Other companies take ROI measurement a few steps further. Michael Westcott, vice president of marketing, The George P. Johnson Co., Detroit, advises clients to use at least seven ways to measure their event marketing: track lead quality and quantity; calculate total audience size and the quality of impressions; assess the overall effectiveness of the brand message; gather competitive intelligence (from a trade show floor, for example); gain a better understanding of audience behavior; find specific sales opportunities at the event where an incentive is given; and evaluate the effect on public relations. “Marketers and the agencies that support them should build in programs that measure as many of these parameters as possible,” he says.

Like Bryan, Westcott has learned that different clients have different measurement priorities. In the high-tech sector, for example, sales opportunities are the most important measure. For consumer brands, impressions tend to be more relevant.

For companies that can't get enough data, AMP Designs, New York, developed its Brand Ambassador Tracking System, a Web-based reporting tool that captures estimated attendance figures and demographics on the crowd as well as the numbers of samples, premiums, and coupons distributed. BATS also allows the event staff to transmit quotes, photos, and event highlights to a secure Web site, where the client company can review it and use it as it chooses.

But for all the data that is being generated and crunched, Pam Batalis thinks that many companies miss the mark with their measurement techniques. Batalis is vice president-business development for Brand Keys Inc., a New York — based research and brand consultancy. She is also the co-chair of the Promotion Marketing Association's new ROI subcommittee.

Adding to the pressure, she says, is the fact that consumers have grown more complex.
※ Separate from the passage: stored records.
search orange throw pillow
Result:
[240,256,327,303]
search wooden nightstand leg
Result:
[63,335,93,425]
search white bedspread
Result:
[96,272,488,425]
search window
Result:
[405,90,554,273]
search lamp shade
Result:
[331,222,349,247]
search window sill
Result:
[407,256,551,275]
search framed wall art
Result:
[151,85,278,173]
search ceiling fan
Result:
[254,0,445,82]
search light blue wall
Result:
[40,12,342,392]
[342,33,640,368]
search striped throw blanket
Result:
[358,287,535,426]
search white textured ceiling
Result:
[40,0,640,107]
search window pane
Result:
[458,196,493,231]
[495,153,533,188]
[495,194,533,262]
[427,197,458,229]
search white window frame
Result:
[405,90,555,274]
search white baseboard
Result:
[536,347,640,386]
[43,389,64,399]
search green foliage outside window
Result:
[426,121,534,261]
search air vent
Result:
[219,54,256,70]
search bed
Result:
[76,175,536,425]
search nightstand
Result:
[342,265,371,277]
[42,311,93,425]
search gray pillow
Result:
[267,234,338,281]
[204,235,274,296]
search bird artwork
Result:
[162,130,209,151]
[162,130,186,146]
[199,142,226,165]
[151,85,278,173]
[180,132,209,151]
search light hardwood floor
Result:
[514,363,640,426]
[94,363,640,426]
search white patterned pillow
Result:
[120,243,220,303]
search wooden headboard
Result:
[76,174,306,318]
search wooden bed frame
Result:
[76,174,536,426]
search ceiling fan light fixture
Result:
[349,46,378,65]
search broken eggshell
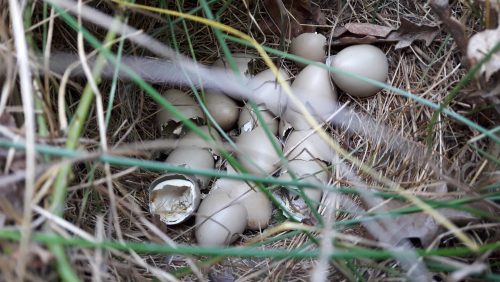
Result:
[290,33,326,66]
[236,127,281,175]
[149,173,200,225]
[205,92,240,131]
[283,65,337,130]
[165,148,215,190]
[238,104,278,135]
[327,44,389,97]
[195,193,247,247]
[157,89,204,136]
[247,69,290,116]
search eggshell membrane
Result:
[247,69,290,116]
[213,53,255,76]
[165,147,215,190]
[149,174,200,225]
[283,130,335,163]
[283,65,337,130]
[157,89,204,126]
[205,92,240,131]
[290,33,326,66]
[236,127,280,175]
[212,181,273,230]
[331,44,389,97]
[195,193,247,247]
[238,105,278,135]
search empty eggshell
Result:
[165,147,215,190]
[283,65,337,130]
[330,44,389,97]
[211,181,273,230]
[238,105,278,135]
[157,89,204,126]
[195,193,247,247]
[283,130,335,163]
[236,127,280,175]
[205,92,240,131]
[149,174,200,225]
[213,53,255,76]
[247,69,290,116]
[290,33,326,66]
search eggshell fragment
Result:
[283,130,335,163]
[149,174,200,225]
[236,127,280,175]
[283,65,337,130]
[212,181,273,230]
[195,193,247,247]
[205,92,240,131]
[165,147,215,190]
[238,105,278,135]
[290,33,326,66]
[247,69,290,116]
[330,44,389,97]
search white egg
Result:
[331,44,389,97]
[195,193,247,247]
[165,147,215,190]
[212,181,273,230]
[283,65,337,130]
[157,89,204,126]
[238,104,278,135]
[149,174,200,225]
[247,69,290,116]
[205,92,240,131]
[236,127,281,175]
[283,130,335,163]
[290,33,326,66]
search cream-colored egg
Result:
[247,69,290,116]
[290,33,326,66]
[283,65,337,130]
[205,92,240,131]
[283,130,335,163]
[183,126,221,150]
[238,104,278,135]
[195,193,247,247]
[149,173,200,225]
[157,89,204,126]
[212,181,273,230]
[331,44,389,97]
[236,127,281,175]
[213,53,256,76]
[165,147,215,190]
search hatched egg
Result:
[238,104,278,135]
[195,193,247,247]
[283,130,335,163]
[330,44,389,97]
[290,33,326,66]
[205,92,240,131]
[283,65,337,130]
[165,148,215,190]
[247,69,290,116]
[149,173,200,225]
[236,127,281,175]
[212,181,273,230]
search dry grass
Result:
[0,0,499,281]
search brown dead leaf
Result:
[259,0,326,38]
[467,24,500,81]
[429,0,467,58]
[332,19,439,49]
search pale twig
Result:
[9,0,36,281]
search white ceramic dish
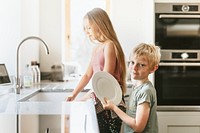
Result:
[92,71,122,105]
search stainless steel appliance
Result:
[155,3,200,106]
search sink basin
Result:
[18,91,86,102]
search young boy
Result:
[102,43,161,133]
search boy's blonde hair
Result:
[130,43,161,67]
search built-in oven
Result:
[154,3,200,106]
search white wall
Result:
[111,0,154,58]
[0,0,21,75]
[0,0,154,77]
[0,0,39,75]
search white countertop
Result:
[0,82,89,114]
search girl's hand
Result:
[101,97,115,110]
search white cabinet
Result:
[158,112,200,133]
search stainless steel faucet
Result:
[16,36,49,94]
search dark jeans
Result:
[97,106,126,133]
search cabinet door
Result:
[158,112,200,133]
[168,125,200,133]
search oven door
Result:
[155,13,200,50]
[155,63,200,106]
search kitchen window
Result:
[63,0,110,73]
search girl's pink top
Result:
[91,44,121,85]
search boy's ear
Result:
[150,65,158,73]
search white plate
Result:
[92,71,122,105]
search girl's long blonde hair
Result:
[84,8,126,94]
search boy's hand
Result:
[101,97,115,110]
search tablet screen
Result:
[0,64,11,85]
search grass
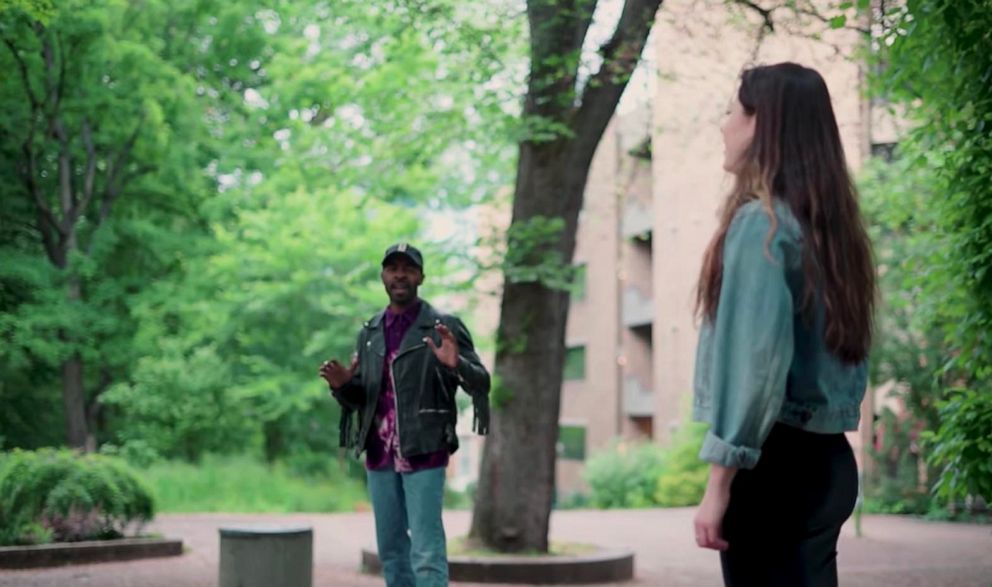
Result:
[140,456,367,513]
[448,536,598,557]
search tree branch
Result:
[95,123,144,226]
[524,0,596,122]
[3,37,40,109]
[69,119,96,226]
[571,0,663,164]
[734,0,781,33]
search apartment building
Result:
[448,0,895,497]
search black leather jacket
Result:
[331,300,490,458]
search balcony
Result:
[623,375,654,418]
[620,197,654,238]
[622,286,654,328]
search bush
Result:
[0,449,154,545]
[654,422,710,507]
[583,441,664,509]
[584,423,709,509]
[142,454,368,513]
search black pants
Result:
[720,424,858,587]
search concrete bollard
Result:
[220,526,313,587]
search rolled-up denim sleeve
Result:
[699,205,793,469]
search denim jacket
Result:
[693,199,868,469]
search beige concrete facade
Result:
[459,0,894,497]
[558,0,892,494]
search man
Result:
[320,243,489,587]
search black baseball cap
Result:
[382,243,424,271]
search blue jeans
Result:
[368,467,448,587]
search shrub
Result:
[583,441,664,509]
[0,449,154,545]
[584,423,709,509]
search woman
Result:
[693,63,875,587]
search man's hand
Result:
[424,324,458,369]
[318,353,358,389]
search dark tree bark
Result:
[470,0,662,552]
[3,24,141,450]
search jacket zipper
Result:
[389,344,427,458]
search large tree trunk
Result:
[62,353,88,450]
[471,145,586,552]
[59,276,89,450]
[470,0,661,552]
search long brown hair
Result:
[696,63,876,363]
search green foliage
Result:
[654,422,710,507]
[0,0,523,462]
[0,449,154,545]
[927,389,992,500]
[142,455,367,513]
[875,0,992,506]
[864,408,935,515]
[503,216,575,291]
[584,423,709,509]
[583,442,664,509]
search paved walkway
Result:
[0,509,992,587]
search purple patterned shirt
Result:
[365,301,448,473]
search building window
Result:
[557,424,586,461]
[564,346,586,381]
[572,263,588,301]
[871,143,896,163]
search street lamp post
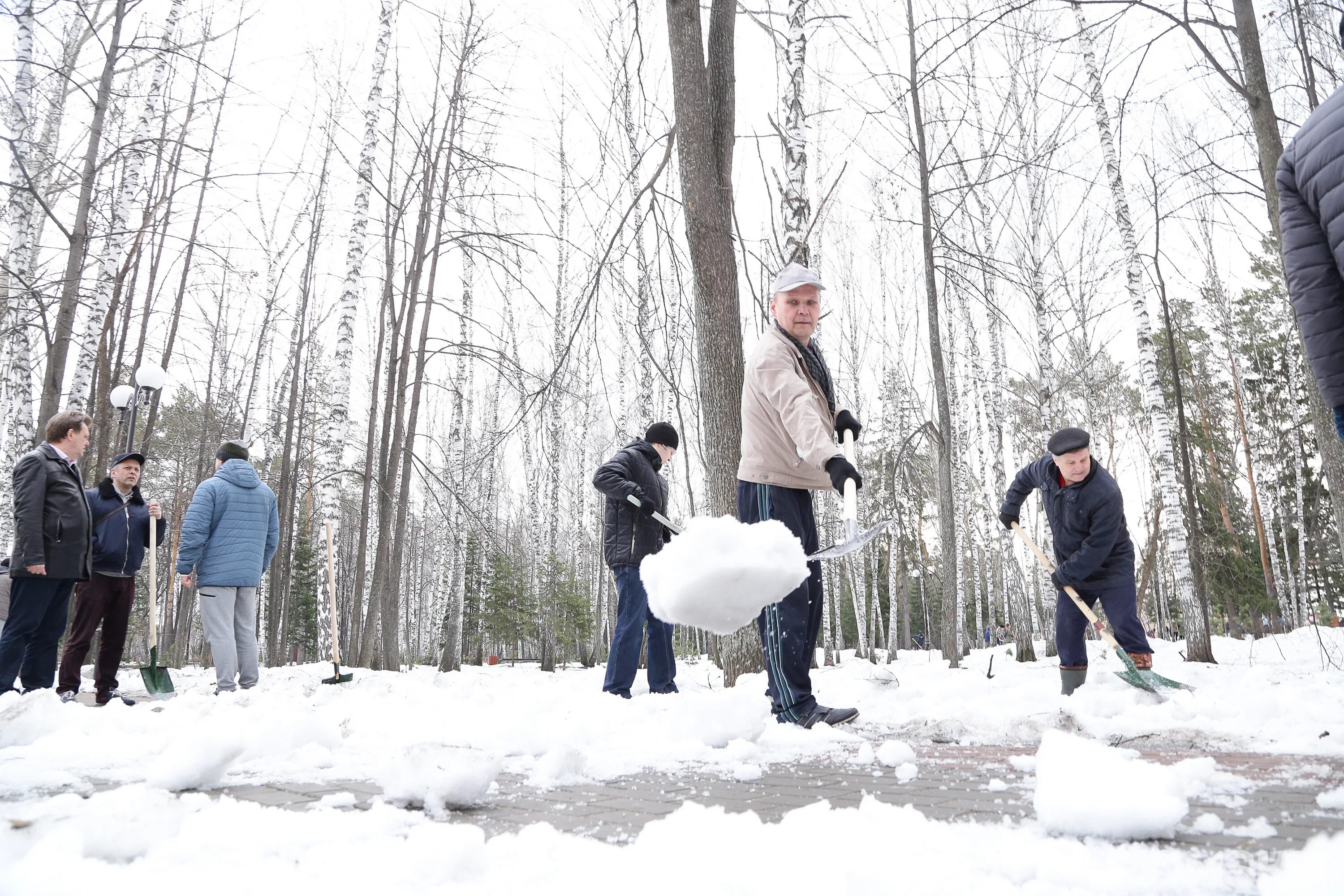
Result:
[108,363,168,452]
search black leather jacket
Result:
[593,439,668,567]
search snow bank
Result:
[0,787,1290,896]
[640,516,808,634]
[1032,731,1189,840]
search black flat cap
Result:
[1046,426,1091,457]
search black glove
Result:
[827,454,863,494]
[836,411,863,442]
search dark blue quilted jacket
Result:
[177,458,280,588]
[1275,89,1344,407]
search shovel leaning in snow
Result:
[140,508,177,700]
[625,494,681,534]
[323,520,355,685]
[1012,522,1193,693]
[808,430,891,560]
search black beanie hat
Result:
[215,441,247,461]
[1046,426,1091,457]
[644,423,676,448]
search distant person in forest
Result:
[0,411,93,693]
[593,423,679,700]
[999,426,1153,694]
[1274,13,1344,439]
[56,451,168,706]
[177,442,280,694]
[738,262,863,728]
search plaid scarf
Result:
[774,321,836,414]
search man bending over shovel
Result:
[738,263,863,728]
[999,426,1153,694]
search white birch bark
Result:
[781,0,810,265]
[321,0,395,521]
[66,0,183,411]
[1074,3,1214,662]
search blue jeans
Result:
[0,576,75,693]
[602,565,676,697]
[1055,582,1153,668]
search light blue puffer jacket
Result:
[177,458,280,588]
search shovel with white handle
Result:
[808,430,891,560]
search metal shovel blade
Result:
[323,662,355,685]
[808,520,891,560]
[140,646,177,700]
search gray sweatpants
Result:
[196,584,258,690]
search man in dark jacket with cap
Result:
[593,423,677,698]
[999,426,1153,694]
[1274,22,1344,438]
[0,411,93,693]
[56,451,168,706]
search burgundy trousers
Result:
[56,572,136,697]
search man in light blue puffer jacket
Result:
[177,442,280,693]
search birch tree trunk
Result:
[66,0,183,411]
[1074,3,1215,662]
[781,0,812,266]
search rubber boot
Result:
[1059,666,1087,697]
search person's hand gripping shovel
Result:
[808,429,891,560]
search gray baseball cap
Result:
[770,262,825,296]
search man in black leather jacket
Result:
[593,423,677,698]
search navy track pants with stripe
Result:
[738,479,821,721]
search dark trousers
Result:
[0,576,75,693]
[56,572,136,697]
[738,479,821,721]
[602,565,676,697]
[1055,582,1153,668]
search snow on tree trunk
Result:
[781,0,810,265]
[1074,3,1214,662]
[66,0,183,411]
[321,0,394,521]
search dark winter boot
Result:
[1059,666,1087,697]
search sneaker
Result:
[794,704,859,728]
[94,689,136,706]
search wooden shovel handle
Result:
[1012,522,1120,651]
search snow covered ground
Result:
[0,629,1344,896]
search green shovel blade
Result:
[140,646,177,700]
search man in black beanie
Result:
[999,426,1153,694]
[593,423,677,698]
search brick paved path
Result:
[155,745,1344,852]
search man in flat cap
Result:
[56,451,168,706]
[999,426,1153,694]
[738,263,863,728]
[177,442,280,694]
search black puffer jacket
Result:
[593,439,668,567]
[999,454,1134,591]
[1275,89,1344,407]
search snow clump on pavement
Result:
[640,516,808,635]
[1034,731,1189,840]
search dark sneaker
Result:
[94,690,136,706]
[797,704,859,728]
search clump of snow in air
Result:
[1034,731,1189,840]
[376,744,500,817]
[878,740,915,768]
[1316,787,1344,809]
[640,516,808,634]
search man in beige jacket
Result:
[738,263,863,728]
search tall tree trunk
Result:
[667,0,765,686]
[38,0,126,421]
[1074,3,1214,662]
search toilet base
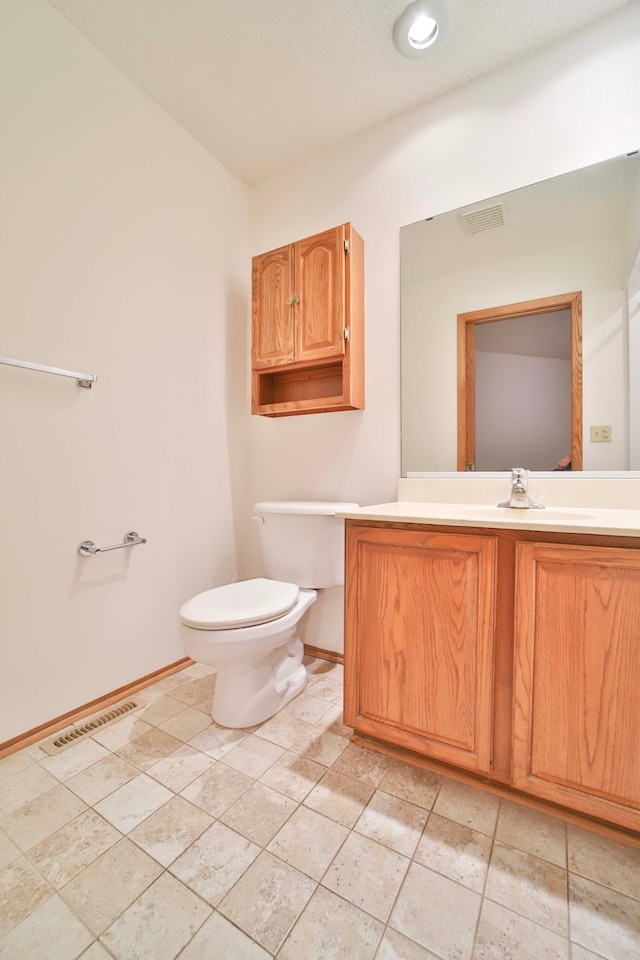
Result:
[211,638,307,729]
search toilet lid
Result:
[180,577,300,630]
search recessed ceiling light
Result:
[393,0,450,60]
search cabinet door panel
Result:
[251,246,294,370]
[345,529,495,772]
[513,544,640,829]
[295,227,345,362]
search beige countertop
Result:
[336,501,640,537]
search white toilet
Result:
[180,501,357,727]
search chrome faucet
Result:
[498,467,544,510]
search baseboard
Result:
[0,657,193,759]
[304,643,344,663]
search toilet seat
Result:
[180,577,300,630]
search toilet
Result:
[180,500,357,728]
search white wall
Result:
[242,4,640,648]
[0,0,248,741]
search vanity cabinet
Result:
[345,520,640,831]
[251,223,364,417]
[345,526,496,774]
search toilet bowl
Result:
[180,501,355,728]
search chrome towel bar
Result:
[0,357,98,390]
[78,530,147,557]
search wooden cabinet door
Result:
[512,543,640,830]
[295,226,346,362]
[251,244,295,370]
[345,524,496,773]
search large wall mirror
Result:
[400,154,640,476]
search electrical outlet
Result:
[591,423,611,443]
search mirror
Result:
[400,154,640,477]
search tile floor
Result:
[0,660,640,960]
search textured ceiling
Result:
[49,0,630,183]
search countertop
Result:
[336,501,640,537]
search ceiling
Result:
[49,0,631,184]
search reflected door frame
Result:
[458,291,582,471]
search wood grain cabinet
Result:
[345,526,495,773]
[512,543,640,829]
[345,520,640,831]
[251,223,364,417]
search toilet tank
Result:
[253,500,358,588]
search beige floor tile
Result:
[304,770,374,827]
[485,840,567,936]
[0,857,53,937]
[189,723,249,760]
[224,735,285,780]
[2,784,87,850]
[433,778,500,836]
[0,897,93,960]
[171,677,215,707]
[29,810,121,889]
[40,739,109,782]
[333,743,391,787]
[307,677,342,703]
[65,753,140,806]
[415,813,492,893]
[193,692,213,723]
[171,822,260,907]
[571,943,602,960]
[473,900,569,960]
[569,874,640,960]
[101,873,211,960]
[316,703,353,740]
[218,851,316,953]
[92,713,153,751]
[256,711,316,750]
[95,773,173,833]
[267,807,349,880]
[389,863,481,960]
[567,824,640,900]
[354,790,429,857]
[260,752,326,803]
[117,727,182,770]
[0,830,20,870]
[159,705,211,743]
[376,927,439,960]
[61,838,162,936]
[291,728,349,767]
[496,800,567,867]
[78,940,111,960]
[180,913,271,960]
[0,757,58,820]
[379,760,442,810]
[145,743,215,793]
[283,688,331,723]
[129,797,212,867]
[0,750,35,783]
[136,693,184,727]
[180,763,253,817]
[322,833,410,921]
[220,783,297,847]
[278,887,383,960]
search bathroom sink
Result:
[440,503,594,524]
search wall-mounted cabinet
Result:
[251,223,364,417]
[344,520,640,831]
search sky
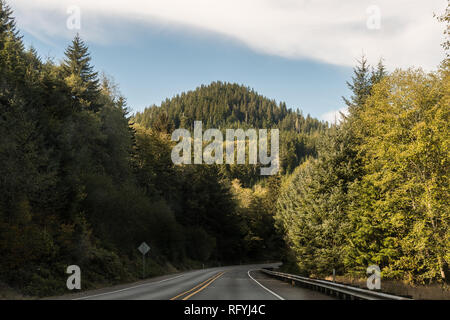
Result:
[7,0,447,121]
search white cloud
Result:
[10,0,447,69]
[320,107,348,124]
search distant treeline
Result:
[0,1,286,295]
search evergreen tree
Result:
[343,56,371,113]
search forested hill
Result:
[135,81,327,134]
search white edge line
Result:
[247,269,285,300]
[72,274,184,300]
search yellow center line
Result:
[183,272,225,300]
[170,272,223,300]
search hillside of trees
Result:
[133,81,328,180]
[276,59,450,284]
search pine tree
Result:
[342,56,372,113]
[62,34,100,111]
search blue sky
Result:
[9,0,446,121]
[23,29,352,117]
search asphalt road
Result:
[64,264,333,300]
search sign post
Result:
[138,241,150,279]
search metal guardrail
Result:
[261,269,411,300]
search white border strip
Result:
[247,269,285,300]
[72,274,184,300]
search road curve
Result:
[59,264,332,300]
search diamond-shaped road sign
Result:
[138,242,150,255]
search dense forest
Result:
[0,1,292,295]
[0,0,450,296]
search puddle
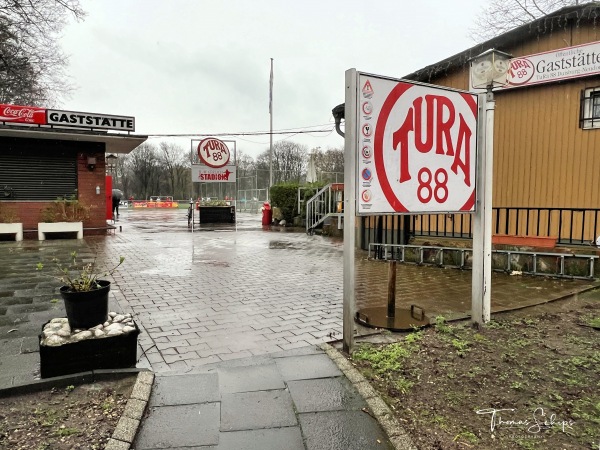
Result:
[269,241,301,250]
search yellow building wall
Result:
[414,21,600,239]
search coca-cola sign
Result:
[0,104,46,125]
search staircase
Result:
[306,183,344,234]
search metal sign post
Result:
[343,69,358,354]
[344,69,478,352]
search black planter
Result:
[60,280,110,330]
[39,322,140,378]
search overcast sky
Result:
[57,0,486,157]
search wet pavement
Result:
[0,209,595,387]
[134,346,392,450]
[0,209,596,449]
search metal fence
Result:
[361,207,600,249]
[236,189,267,213]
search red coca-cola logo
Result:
[0,105,46,125]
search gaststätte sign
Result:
[504,41,600,89]
[46,109,135,131]
[356,72,477,215]
[0,104,135,131]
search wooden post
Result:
[387,259,396,318]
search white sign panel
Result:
[46,109,135,131]
[356,73,477,215]
[505,42,600,88]
[192,164,236,183]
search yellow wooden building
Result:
[361,3,600,250]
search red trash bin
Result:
[261,202,273,225]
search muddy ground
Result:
[0,375,136,450]
[353,291,600,450]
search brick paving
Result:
[90,211,342,372]
[0,210,594,387]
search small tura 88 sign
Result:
[198,138,230,168]
[357,73,477,215]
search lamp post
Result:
[106,153,117,175]
[470,49,511,324]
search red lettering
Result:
[413,95,435,153]
[392,103,414,183]
[392,95,472,185]
[450,114,473,186]
[436,96,456,156]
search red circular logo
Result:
[373,82,477,212]
[198,138,230,168]
[507,58,535,86]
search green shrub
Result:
[270,183,299,223]
[40,196,90,223]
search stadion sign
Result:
[504,41,600,89]
[192,137,236,183]
[0,104,135,131]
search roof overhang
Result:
[0,126,148,153]
[403,2,600,83]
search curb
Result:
[318,343,417,450]
[104,371,154,450]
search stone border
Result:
[104,371,154,450]
[318,343,417,450]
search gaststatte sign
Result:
[504,41,600,89]
[0,104,135,131]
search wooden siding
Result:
[415,23,600,240]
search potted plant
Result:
[36,252,125,330]
[0,202,23,241]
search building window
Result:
[579,87,600,130]
[0,138,81,201]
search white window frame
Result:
[580,87,600,130]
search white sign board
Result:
[505,42,600,88]
[191,138,237,183]
[356,72,477,215]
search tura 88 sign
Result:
[356,73,477,215]
[198,138,230,168]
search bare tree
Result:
[0,0,85,106]
[256,141,308,184]
[471,0,579,42]
[127,142,162,200]
[159,142,190,198]
[313,148,344,182]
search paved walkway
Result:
[0,210,593,387]
[0,210,594,450]
[134,346,393,450]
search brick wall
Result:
[3,143,106,239]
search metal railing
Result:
[368,243,598,280]
[306,184,343,233]
[362,207,600,248]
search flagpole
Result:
[267,58,273,200]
There has been an overall increase in the volume of marketing messages assailing the average American.

Measuring ROI is no longer enough, says Batalis. “We need metrics that will quantifiably assess all aspects of an integrated campaign. … We're beginning to encourage people to think about ROE: return-on-equity. We want people to ask how their promotions and events drive brand equity.”

Equity measurement goes beyond the transactional data or the assumption that the numbers of widgets moved at a county fair was the indicator of loyalty or a tendency to buy widgets in the future. “The problem is, it's not,” she says.

Batalis advises marketers not to rely solely on direct or indirect data; effective analysis emerges only from the appropriate mix of both. Questions should be based on clinical psychology models to unearth emotional responses. The goal is to find out what consumers really think versus what they say they think. ROE measurement also relies on weighting algorithms, and factor and statistical regression analysis.

Too Much Information?

Some would argue that there's a point at which measurement can become too complex. Bryan warns that the ROE approach can be too much of a good thing, and might not be necessary to measure every event every time. “The return-on-equity approach makes a lot of sense, but not every company needs that much validation to run an event.”

The payoff, says Batalis, is a stronger brand. “More than ad spend, more than direct mail, events touch the consumer and impact the brand — but brands have not helped themselves” by offering an accurate measure of their effect. “The same-old, same-old doesn't cut it anymore.”




Kathleen Joyce is the editor of Promo magazine, Stamford, Conn. (www.promomagazine.com), a Primedia Business publication.